Tuesday, July 15

Error Code : 2013

Another day and another issue with joining complex views. However where I solved the previous problem of slow queries by instructing MySQL to not spend too much time looking for an optimal execution plan, this latest issue seems much more grave.

When trying to execute a join I immediately get returned an Error 2013, "Lost connection to MySQL server during query". This occurs whether I run it on a client or server. Changing the query slightly to omit part of a where clause (simply an is null check) causes the query to run correctly. I have a hunch that this is related to my complex views once again. The fact that even the EXPLAIN returns this error is pretty worrying.

Checking the syslog on the server, it appears that MySQL is immediately crashing out. Unfortunately I don't have much more to go on since the promised stack backtrace (used to understand where in code MySQL was when it went titsup) doesn't appear in the log.

No answers in the community - although since I suspect that this a unique error I wasn't expecting much. It seems my only real option is to debug MySQL. However since this requires recompiling the whole thing from source, this solution is probably best left for a time when I'm not as tied up developing (so probably never).
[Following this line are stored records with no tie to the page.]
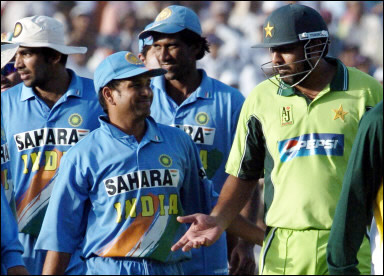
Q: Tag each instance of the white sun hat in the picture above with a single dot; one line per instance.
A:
(8, 51)
(43, 31)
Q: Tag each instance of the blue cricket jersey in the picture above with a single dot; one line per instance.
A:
(123, 197)
(6, 176)
(209, 115)
(37, 139)
(11, 248)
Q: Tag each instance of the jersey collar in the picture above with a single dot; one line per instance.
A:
(204, 91)
(75, 88)
(152, 134)
(338, 83)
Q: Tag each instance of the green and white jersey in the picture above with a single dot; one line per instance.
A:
(301, 146)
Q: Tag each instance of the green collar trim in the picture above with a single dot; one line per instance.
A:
(339, 82)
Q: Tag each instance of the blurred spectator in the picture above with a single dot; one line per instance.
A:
(12, 11)
(106, 27)
(363, 29)
(83, 33)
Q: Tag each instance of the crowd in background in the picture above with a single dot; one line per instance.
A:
(231, 28)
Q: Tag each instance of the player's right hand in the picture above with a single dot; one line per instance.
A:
(204, 231)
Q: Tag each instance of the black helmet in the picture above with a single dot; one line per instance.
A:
(292, 23)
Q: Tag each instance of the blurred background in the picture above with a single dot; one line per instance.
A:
(231, 27)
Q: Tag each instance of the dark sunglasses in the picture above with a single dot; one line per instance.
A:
(8, 69)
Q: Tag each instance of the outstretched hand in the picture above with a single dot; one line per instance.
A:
(204, 231)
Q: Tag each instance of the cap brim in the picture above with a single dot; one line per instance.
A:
(162, 28)
(8, 51)
(271, 45)
(142, 71)
(66, 50)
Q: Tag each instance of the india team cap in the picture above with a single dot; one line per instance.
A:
(8, 51)
(43, 31)
(290, 24)
(174, 19)
(121, 65)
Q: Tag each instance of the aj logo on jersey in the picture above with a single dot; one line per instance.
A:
(286, 115)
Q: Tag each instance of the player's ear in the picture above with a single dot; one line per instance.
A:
(108, 95)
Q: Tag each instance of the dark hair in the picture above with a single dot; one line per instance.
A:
(113, 84)
(49, 52)
(189, 38)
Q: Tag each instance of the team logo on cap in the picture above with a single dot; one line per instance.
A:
(131, 58)
(202, 118)
(165, 160)
(268, 30)
(75, 120)
(3, 37)
(167, 12)
(286, 115)
(18, 29)
(340, 113)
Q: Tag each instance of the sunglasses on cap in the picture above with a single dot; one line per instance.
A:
(9, 68)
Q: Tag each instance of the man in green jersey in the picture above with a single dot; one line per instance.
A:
(361, 200)
(296, 129)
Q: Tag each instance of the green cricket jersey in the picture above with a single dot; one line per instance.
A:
(301, 146)
(360, 199)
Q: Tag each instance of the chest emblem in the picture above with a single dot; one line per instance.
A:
(286, 115)
(165, 160)
(340, 113)
(75, 120)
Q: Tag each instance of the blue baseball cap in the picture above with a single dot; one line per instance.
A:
(121, 65)
(174, 19)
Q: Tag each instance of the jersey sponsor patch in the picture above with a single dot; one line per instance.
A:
(4, 154)
(49, 136)
(311, 144)
(75, 120)
(140, 180)
(202, 118)
(199, 134)
(165, 160)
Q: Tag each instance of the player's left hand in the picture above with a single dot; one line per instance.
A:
(242, 261)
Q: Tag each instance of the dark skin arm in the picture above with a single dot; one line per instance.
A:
(205, 230)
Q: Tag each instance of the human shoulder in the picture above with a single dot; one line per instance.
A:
(172, 132)
(84, 148)
(375, 114)
(361, 80)
(13, 92)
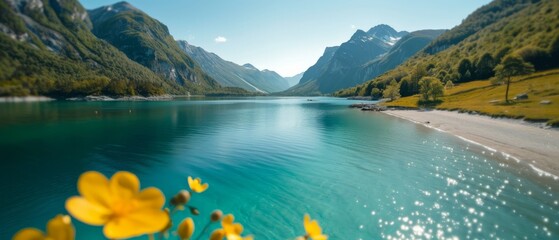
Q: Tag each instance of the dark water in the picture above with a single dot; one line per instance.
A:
(268, 161)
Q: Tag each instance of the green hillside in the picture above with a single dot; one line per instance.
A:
(542, 89)
(471, 50)
(148, 42)
(53, 53)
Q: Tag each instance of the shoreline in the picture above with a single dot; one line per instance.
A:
(527, 144)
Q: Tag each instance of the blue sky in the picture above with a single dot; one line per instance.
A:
(288, 36)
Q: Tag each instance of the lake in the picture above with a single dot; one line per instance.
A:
(269, 161)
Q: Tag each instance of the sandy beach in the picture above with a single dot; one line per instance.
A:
(537, 147)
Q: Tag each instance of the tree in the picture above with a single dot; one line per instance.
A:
(405, 87)
(512, 65)
(448, 85)
(465, 69)
(485, 66)
(376, 93)
(538, 57)
(430, 87)
(392, 91)
(554, 51)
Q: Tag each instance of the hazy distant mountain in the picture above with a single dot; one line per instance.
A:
(294, 80)
(230, 74)
(336, 68)
(47, 48)
(148, 42)
(400, 52)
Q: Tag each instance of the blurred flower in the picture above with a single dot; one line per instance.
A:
(216, 215)
(230, 230)
(58, 228)
(196, 185)
(218, 234)
(186, 228)
(119, 205)
(312, 228)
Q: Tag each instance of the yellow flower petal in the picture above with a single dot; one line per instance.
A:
(151, 198)
(227, 220)
(60, 228)
(143, 221)
(186, 228)
(218, 234)
(87, 212)
(311, 227)
(94, 186)
(29, 234)
(196, 185)
(124, 185)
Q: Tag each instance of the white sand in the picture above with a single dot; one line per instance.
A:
(528, 143)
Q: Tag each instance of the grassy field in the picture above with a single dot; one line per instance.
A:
(484, 98)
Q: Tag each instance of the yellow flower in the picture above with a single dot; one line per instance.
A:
(119, 205)
(313, 229)
(186, 228)
(230, 230)
(218, 234)
(58, 228)
(196, 185)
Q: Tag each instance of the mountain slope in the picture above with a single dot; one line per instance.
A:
(402, 50)
(148, 42)
(336, 67)
(294, 80)
(46, 48)
(527, 28)
(232, 75)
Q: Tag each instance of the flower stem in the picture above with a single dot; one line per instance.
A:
(204, 230)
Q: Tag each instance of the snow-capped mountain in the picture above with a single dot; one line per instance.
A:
(364, 56)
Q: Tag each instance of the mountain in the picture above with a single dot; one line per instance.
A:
(294, 80)
(471, 50)
(230, 74)
(148, 42)
(47, 48)
(335, 69)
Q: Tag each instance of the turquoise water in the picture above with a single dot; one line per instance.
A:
(268, 161)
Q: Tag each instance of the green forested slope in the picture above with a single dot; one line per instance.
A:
(148, 42)
(46, 48)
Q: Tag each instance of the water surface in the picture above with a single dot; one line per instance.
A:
(363, 175)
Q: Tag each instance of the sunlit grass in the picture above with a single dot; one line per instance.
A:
(484, 98)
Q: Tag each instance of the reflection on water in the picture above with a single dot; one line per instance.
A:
(270, 160)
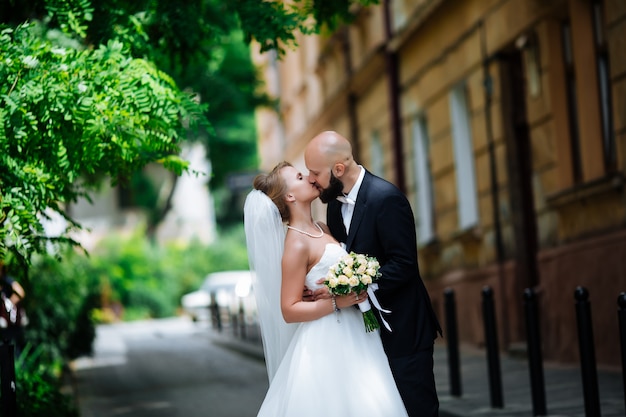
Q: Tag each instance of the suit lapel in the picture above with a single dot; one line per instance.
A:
(335, 221)
(359, 209)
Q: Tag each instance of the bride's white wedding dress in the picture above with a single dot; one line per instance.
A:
(333, 368)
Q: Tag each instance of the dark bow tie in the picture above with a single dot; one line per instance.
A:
(345, 200)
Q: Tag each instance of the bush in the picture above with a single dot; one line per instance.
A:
(39, 389)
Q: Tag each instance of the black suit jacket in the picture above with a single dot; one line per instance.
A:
(383, 226)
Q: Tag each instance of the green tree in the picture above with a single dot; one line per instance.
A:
(83, 100)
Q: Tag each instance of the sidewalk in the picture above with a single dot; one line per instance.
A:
(564, 392)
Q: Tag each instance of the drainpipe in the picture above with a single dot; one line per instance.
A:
(352, 99)
(391, 64)
(495, 194)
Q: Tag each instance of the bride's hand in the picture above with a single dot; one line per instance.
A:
(321, 294)
(350, 299)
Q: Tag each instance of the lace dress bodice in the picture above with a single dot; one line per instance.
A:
(331, 255)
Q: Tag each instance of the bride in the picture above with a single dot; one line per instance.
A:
(320, 360)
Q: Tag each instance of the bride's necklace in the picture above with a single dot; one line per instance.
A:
(307, 233)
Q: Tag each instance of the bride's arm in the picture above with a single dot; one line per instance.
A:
(294, 270)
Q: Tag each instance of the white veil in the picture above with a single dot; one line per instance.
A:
(265, 238)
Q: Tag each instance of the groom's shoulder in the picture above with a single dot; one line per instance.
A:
(380, 184)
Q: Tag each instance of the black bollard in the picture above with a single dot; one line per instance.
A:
(453, 344)
(8, 394)
(242, 320)
(491, 341)
(535, 358)
(587, 353)
(621, 315)
(216, 318)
Again my confidence in MySQL is such that I'm sure I'll have to face this issue sooner rather than later so I'll have to do the recompilation eventually.

In the meantime I've managed to come across some pretty interesting behaviour regarding optimizer_search_depth. Setting this back to 4 (from 0) does allow the same query to complete, albeit with an incorrect result set (I'm left joining a table with one row on its own and end up with zero results). 62 may work better, but since that still makes the query unbearably long, I've not checked this. Recompiling the view also changes the behaviour of the query. It's all terribly inconsistent and bizarre.
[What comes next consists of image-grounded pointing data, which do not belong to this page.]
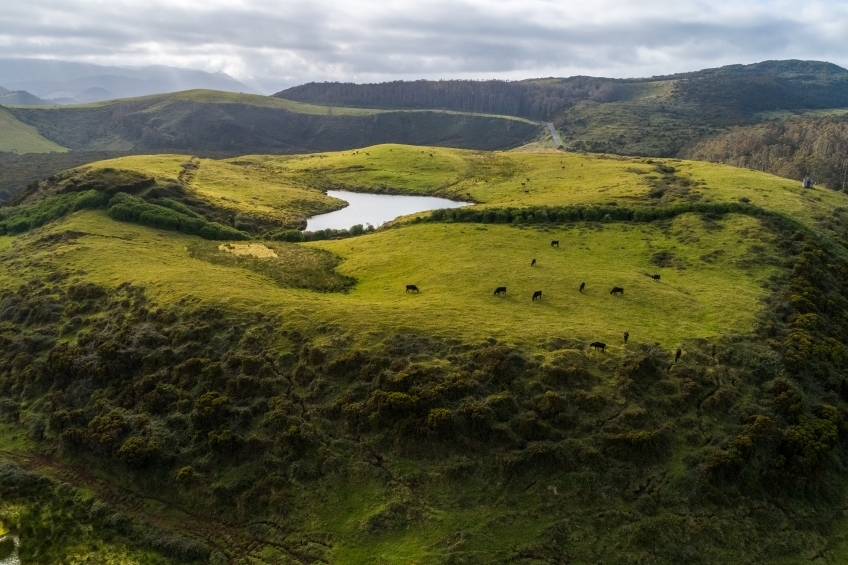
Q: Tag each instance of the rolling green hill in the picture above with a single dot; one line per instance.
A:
(217, 121)
(179, 382)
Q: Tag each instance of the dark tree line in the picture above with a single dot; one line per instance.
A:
(795, 148)
(537, 99)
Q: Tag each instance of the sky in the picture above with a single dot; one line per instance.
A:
(279, 43)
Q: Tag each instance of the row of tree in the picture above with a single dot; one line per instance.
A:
(538, 99)
(816, 147)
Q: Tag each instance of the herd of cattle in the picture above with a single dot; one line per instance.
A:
(537, 295)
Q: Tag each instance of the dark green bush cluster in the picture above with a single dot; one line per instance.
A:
(295, 236)
(590, 213)
(23, 218)
(57, 516)
(127, 208)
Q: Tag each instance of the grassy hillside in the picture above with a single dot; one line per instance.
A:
(212, 121)
(199, 399)
(815, 145)
(18, 137)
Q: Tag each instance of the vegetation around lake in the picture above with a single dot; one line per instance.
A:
(166, 397)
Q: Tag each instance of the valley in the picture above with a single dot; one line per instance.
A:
(186, 376)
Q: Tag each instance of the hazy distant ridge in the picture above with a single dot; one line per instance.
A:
(68, 82)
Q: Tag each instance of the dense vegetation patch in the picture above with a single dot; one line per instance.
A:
(612, 457)
(793, 148)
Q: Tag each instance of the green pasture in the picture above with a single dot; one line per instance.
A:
(18, 137)
(711, 285)
(292, 187)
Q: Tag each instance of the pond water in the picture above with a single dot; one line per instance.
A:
(375, 209)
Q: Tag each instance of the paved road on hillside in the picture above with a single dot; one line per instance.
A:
(554, 134)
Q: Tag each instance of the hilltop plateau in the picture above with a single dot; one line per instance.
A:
(187, 376)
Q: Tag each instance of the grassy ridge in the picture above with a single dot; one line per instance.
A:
(450, 425)
(211, 121)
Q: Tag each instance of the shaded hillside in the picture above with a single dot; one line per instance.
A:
(536, 99)
(261, 402)
(649, 116)
(793, 148)
(249, 124)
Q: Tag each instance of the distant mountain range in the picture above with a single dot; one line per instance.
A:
(62, 82)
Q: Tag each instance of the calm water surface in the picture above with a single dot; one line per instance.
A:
(375, 209)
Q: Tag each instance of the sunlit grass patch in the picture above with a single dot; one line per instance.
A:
(286, 264)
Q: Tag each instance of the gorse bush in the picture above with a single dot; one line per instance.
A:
(127, 208)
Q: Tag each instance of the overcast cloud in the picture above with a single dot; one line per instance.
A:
(286, 42)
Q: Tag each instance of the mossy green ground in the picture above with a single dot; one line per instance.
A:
(18, 137)
(715, 275)
(714, 288)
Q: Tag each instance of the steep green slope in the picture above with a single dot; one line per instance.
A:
(654, 116)
(18, 137)
(211, 121)
(268, 402)
(794, 148)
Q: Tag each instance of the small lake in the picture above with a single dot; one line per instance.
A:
(375, 209)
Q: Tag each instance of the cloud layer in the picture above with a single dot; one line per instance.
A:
(295, 41)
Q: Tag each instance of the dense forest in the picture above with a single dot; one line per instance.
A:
(793, 148)
(536, 99)
(722, 96)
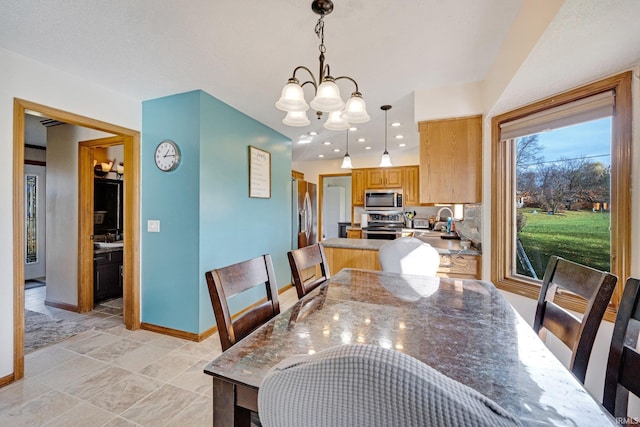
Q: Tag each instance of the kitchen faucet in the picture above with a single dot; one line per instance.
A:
(439, 223)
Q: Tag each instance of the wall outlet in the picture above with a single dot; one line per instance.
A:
(153, 225)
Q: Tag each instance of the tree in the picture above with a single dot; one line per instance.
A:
(528, 150)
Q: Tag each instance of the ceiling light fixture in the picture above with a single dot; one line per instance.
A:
(327, 93)
(385, 161)
(346, 162)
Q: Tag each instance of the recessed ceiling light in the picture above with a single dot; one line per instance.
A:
(304, 139)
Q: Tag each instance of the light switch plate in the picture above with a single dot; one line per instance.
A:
(153, 225)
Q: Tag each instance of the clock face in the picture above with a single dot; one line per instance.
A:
(167, 156)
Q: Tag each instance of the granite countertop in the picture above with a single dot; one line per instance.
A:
(463, 328)
(443, 246)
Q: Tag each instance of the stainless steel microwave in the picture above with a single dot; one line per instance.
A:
(383, 200)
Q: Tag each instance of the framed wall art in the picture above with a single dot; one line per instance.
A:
(259, 173)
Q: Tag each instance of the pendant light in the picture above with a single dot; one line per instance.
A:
(346, 162)
(385, 161)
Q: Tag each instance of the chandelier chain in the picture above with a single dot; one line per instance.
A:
(319, 30)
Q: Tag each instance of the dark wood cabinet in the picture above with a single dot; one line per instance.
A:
(107, 275)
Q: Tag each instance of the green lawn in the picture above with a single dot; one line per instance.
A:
(581, 236)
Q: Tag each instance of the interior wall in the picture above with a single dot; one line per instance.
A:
(206, 218)
(62, 210)
(233, 226)
(27, 79)
(169, 269)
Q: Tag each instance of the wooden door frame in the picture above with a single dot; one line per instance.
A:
(85, 222)
(321, 195)
(131, 265)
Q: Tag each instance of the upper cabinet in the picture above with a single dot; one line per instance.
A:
(451, 160)
(384, 178)
(405, 177)
(357, 187)
(411, 185)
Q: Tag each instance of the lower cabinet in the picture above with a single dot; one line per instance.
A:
(107, 275)
(456, 266)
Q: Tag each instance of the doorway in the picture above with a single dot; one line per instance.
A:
(334, 204)
(130, 140)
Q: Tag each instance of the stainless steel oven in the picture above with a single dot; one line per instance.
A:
(385, 225)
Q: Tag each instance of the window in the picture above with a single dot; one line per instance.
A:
(542, 201)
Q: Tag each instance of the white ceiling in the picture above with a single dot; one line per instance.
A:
(243, 52)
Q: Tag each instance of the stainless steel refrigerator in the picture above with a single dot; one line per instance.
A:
(304, 215)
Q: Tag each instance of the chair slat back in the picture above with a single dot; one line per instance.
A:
(225, 282)
(579, 335)
(623, 367)
(309, 268)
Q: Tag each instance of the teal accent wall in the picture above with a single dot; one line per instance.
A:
(207, 219)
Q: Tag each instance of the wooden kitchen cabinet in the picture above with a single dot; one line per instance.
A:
(107, 275)
(451, 160)
(411, 185)
(384, 178)
(357, 187)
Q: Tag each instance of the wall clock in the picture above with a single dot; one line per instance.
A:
(167, 156)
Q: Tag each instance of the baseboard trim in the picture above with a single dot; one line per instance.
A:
(170, 331)
(176, 333)
(62, 305)
(7, 380)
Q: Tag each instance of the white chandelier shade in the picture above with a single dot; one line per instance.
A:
(327, 98)
(292, 98)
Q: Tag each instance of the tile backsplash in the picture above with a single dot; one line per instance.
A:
(469, 227)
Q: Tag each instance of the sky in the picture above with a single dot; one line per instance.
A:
(585, 139)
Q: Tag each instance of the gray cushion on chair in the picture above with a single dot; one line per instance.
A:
(367, 385)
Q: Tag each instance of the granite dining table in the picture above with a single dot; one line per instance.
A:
(463, 328)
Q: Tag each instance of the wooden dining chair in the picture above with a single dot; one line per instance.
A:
(234, 279)
(309, 268)
(623, 368)
(593, 285)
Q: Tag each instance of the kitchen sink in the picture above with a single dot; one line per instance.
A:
(104, 245)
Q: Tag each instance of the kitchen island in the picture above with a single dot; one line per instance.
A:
(363, 253)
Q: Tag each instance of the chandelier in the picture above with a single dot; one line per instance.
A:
(327, 93)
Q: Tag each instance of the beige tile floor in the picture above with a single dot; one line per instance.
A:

So as it stands I have a choice between crashing the server, completing with incorrect results, or spending an hour waiting for correct results. I'm certainly not impressed and for the first time am wondering if MySQL is the best choice for this job (or indeed any other that requires a database!). I'm even considering switching to MSSQL (and so Windows with it), something I never hear other people having to do.
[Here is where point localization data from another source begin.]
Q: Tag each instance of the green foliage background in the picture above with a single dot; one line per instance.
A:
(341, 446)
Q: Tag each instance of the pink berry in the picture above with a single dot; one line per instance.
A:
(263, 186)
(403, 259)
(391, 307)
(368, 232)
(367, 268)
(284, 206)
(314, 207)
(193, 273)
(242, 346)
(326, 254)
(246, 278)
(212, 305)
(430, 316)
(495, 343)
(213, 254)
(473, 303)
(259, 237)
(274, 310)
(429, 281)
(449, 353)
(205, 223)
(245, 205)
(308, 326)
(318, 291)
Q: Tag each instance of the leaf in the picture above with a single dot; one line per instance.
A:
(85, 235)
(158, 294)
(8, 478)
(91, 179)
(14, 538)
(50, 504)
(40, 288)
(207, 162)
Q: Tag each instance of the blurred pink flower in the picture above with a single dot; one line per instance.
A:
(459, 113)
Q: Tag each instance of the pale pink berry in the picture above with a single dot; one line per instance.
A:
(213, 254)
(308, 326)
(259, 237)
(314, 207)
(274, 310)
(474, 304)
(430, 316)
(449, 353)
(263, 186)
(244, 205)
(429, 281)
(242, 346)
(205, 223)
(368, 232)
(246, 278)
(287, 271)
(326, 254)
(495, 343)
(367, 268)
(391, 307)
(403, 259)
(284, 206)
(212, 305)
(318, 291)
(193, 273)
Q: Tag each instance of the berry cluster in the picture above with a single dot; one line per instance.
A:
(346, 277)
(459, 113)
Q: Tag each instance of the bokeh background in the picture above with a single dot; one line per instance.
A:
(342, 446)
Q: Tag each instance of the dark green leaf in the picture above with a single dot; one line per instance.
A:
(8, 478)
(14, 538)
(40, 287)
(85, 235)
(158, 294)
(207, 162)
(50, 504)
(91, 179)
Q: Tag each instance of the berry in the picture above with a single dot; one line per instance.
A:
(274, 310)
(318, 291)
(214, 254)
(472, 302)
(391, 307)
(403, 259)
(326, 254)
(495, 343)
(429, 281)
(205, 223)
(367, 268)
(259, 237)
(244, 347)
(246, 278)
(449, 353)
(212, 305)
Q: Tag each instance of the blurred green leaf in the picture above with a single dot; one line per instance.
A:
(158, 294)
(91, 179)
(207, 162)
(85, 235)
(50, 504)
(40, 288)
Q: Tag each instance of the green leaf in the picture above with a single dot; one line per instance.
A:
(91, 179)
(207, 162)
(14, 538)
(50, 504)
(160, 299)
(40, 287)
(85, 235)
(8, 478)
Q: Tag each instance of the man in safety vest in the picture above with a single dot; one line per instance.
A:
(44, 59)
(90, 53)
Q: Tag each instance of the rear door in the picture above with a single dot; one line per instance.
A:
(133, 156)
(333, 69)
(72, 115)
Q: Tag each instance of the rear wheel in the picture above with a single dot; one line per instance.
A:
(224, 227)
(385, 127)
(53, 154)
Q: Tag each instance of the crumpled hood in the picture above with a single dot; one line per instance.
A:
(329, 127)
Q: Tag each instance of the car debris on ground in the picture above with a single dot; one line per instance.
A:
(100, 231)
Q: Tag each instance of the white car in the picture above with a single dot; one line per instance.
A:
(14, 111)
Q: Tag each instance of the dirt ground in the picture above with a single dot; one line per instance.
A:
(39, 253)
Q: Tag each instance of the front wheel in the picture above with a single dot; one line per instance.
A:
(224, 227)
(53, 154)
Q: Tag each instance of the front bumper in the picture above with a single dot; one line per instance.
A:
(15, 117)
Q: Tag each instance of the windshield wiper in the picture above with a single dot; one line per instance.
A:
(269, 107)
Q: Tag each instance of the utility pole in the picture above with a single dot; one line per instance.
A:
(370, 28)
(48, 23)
For the time being though, I've decided to become a bit more pragmatic about MySQL and its features. I now accept that the ONLY reason I'm now using it is because it's free: I've certainly never managed to crash MSSQL, and I've definitely found the community support for it to be better than what I've seen of MySQL's.

So now, instead of complaining about how rubbish MySQL is, I'm going to accept its flaws, use the workarounds given to me and create my own. Yes, my database's design may suffer for it, and yes code written against it may have to be ugly, but I'm guessing that this is the MySQL/OSS way of getting things done.

This isn't all as fatal as I'm making it sound though. The way MySQL works has also forced me to reassess the bad parts of my design and so has prompted more positive changes. For example, there doesn't seem to be way to pass around table results in MySQL, be it via selecting the results of a proc or allowing a function to return variables (in fact there's no table variables at all here). I've had to use scalar functions in a more creative manner instead, which in turn highlighted some inefficiencies in my code that once I saw was able to massage out.

In short, I'm hoping that the progress I make will distract me from the irritations the platform is bringing me.